Here’s the thing. I felt a joint come unglued, a switch flip, when I finally crossed the threshold. But it wasn’t a networking switch. I never learned a secret handshake. The barriers fell away when I stared defeat in the face and smiled back at it. There was nothing else I wanted to do. Everything else had been stripped away. I realized at that point that I had some 50 years or so left to keep trying, and if I couldn’t pull it off in that time, well, the worms slowly digesting my remains could put up with the taste of disappointment.

When my goal was to get published, I didn’t. When my goal became to write a great novel, I did.

The magic key was this: I focused on being good above all else.

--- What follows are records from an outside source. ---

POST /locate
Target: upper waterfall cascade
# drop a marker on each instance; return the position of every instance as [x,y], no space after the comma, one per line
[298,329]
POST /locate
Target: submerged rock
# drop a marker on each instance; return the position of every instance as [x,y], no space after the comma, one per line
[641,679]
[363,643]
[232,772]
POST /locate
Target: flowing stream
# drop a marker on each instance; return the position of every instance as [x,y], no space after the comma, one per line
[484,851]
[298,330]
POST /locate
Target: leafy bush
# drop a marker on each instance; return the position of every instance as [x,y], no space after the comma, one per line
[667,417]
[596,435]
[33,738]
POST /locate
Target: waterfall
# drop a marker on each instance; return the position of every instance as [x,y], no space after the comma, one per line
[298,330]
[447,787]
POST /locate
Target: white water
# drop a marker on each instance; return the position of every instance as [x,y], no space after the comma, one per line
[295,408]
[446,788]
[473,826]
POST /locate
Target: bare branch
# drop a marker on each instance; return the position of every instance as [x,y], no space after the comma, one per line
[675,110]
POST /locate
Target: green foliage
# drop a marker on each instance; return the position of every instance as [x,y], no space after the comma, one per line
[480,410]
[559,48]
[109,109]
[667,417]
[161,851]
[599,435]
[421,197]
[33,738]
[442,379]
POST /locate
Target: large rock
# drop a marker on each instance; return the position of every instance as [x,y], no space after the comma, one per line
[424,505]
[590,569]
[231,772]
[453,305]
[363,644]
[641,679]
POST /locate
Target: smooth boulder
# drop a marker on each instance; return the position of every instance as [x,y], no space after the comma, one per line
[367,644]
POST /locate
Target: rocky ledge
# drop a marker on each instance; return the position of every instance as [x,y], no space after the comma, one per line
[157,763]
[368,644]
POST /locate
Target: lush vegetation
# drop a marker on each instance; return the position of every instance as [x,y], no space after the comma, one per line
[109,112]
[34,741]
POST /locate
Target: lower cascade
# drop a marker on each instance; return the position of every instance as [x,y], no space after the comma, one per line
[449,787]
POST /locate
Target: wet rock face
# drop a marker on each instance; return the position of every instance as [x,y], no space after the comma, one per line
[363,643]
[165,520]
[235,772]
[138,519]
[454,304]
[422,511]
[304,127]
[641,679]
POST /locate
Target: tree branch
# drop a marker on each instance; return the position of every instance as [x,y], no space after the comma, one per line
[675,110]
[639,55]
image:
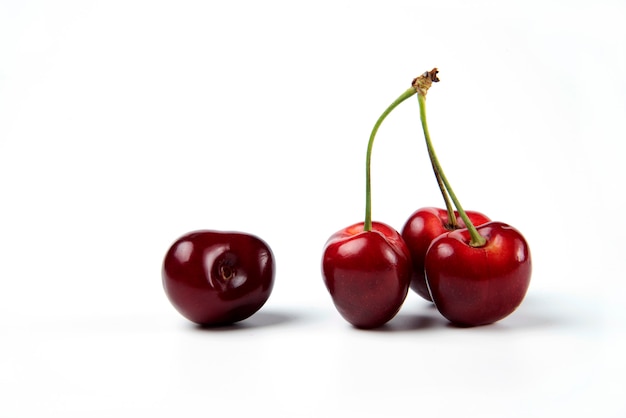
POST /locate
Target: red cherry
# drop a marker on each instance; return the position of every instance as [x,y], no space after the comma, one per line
[217,278]
[367,273]
[422,227]
[473,286]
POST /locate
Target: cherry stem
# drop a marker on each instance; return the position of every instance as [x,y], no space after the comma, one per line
[452,223]
[367,225]
[422,84]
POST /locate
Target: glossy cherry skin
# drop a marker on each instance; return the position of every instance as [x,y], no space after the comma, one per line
[218,278]
[473,286]
[419,231]
[367,273]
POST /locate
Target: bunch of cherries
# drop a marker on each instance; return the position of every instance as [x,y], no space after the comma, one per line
[475,271]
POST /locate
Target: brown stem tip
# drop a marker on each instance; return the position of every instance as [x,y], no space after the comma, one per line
[422,83]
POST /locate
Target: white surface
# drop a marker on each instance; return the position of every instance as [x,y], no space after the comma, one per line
[124,124]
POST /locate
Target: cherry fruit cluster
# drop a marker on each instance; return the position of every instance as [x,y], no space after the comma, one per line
[476,271]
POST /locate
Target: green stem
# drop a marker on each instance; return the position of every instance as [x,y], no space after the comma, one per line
[452,223]
[367,226]
[477,240]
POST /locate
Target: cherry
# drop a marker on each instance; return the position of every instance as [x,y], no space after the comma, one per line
[218,278]
[422,227]
[477,275]
[367,273]
[478,285]
[366,266]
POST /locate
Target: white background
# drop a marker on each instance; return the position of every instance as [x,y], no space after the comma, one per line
[124,124]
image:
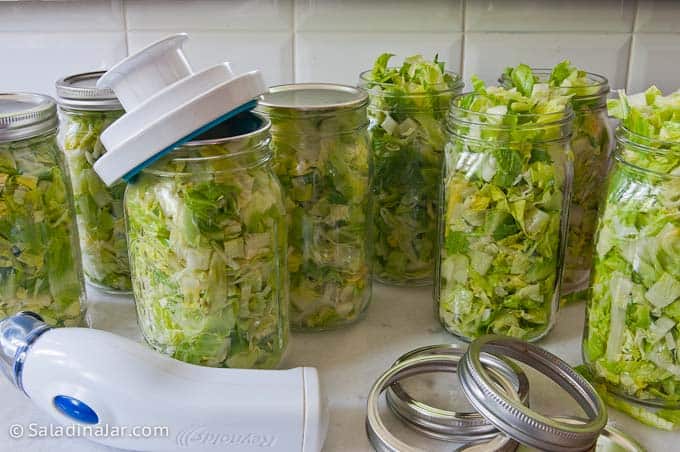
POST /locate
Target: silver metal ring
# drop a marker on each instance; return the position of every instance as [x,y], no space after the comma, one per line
[379,436]
[451,425]
[519,421]
[610,438]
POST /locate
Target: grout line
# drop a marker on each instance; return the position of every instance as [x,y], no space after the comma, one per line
[293,43]
[125,29]
[463,41]
[629,66]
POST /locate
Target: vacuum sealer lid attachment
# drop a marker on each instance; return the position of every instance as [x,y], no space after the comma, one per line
[167,104]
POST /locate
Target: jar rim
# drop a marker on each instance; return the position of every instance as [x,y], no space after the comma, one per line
[599,81]
[262,129]
[622,137]
[364,80]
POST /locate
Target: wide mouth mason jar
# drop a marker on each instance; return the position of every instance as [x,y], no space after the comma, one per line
[503,222]
[591,144]
[321,156]
[632,317]
[85,112]
[207,243]
[407,135]
[40,267]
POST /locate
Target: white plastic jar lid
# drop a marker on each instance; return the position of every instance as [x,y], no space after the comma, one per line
[167,104]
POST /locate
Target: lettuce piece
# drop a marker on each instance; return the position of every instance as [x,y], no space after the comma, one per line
[39,260]
[99,209]
[504,200]
[591,145]
[407,113]
[323,163]
[632,346]
[207,241]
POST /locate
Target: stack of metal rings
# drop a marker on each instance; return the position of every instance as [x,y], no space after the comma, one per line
[498,390]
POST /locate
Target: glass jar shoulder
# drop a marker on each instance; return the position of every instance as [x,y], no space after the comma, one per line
[501,233]
[38,240]
[210,246]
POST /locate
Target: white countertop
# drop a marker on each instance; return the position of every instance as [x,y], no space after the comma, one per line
[349,360]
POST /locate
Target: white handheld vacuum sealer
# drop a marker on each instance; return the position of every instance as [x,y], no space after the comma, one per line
[93,378]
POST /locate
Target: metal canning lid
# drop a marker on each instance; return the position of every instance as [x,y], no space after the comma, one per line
[26,115]
[610,439]
[313,97]
[519,421]
[80,92]
[379,436]
[450,425]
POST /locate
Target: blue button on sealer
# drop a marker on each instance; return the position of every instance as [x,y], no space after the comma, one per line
[76,409]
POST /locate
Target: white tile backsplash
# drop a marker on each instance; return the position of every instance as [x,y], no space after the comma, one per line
[384,16]
[550,15]
[33,62]
[256,15]
[340,57]
[658,16]
[272,53]
[332,40]
[68,16]
[487,54]
[656,60]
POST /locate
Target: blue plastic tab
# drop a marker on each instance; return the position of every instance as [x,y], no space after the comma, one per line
[76,409]
[130,175]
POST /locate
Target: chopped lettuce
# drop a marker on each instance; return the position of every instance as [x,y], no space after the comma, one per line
[506,185]
[407,112]
[322,161]
[99,210]
[39,260]
[590,144]
[207,241]
[634,312]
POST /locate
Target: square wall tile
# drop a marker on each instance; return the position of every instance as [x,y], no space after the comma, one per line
[375,15]
[549,15]
[658,16]
[272,53]
[186,15]
[340,57]
[655,60]
[487,54]
[35,64]
[81,15]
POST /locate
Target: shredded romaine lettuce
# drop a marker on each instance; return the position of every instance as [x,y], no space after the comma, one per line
[39,259]
[207,241]
[99,210]
[590,144]
[633,315]
[506,184]
[407,112]
[322,162]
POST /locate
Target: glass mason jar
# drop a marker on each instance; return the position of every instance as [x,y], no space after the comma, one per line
[207,243]
[85,112]
[40,267]
[503,223]
[591,144]
[321,156]
[632,317]
[407,141]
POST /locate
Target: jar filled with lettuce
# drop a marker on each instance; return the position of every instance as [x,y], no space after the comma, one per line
[321,156]
[85,112]
[504,212]
[633,316]
[407,113]
[40,267]
[591,144]
[206,231]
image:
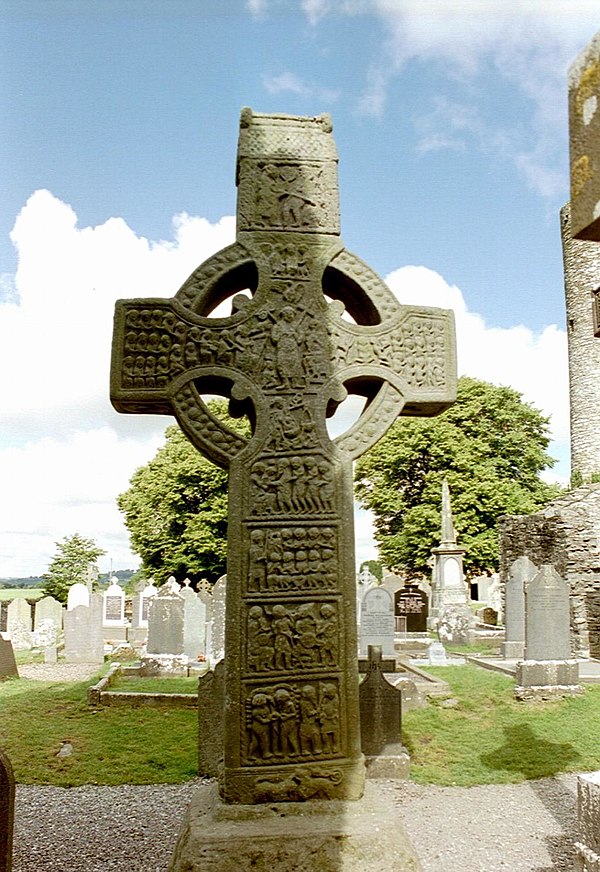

Get to work. I’m with you.

Comments (2 Responses )

  1. Mark Ellis - 01/29/2014 - 2:54 am #

    Couldn’t agree more…good insights.

  2. Jude - 02/02/2014 - 5:50 pm #

    Great post (referred here via the amazing Kameron Hurley).

    As a slush reader for one of the major SFF mags, I can confirm that the quality of the story is all that matters, not the credits in the cover letter. In fact, I rarely read the cover letters. Ditto for the font, the margins, the line spacing: no one cares. Just make it consistent and legible, so we’re not constantly knocked out of the story trying to decipher what you meant. Do your best to submit a clean manuscript, but no one cares if there are a few typos or if you forgot to indent a paragraph.

    The story matters, the language matters. Keep your focus there.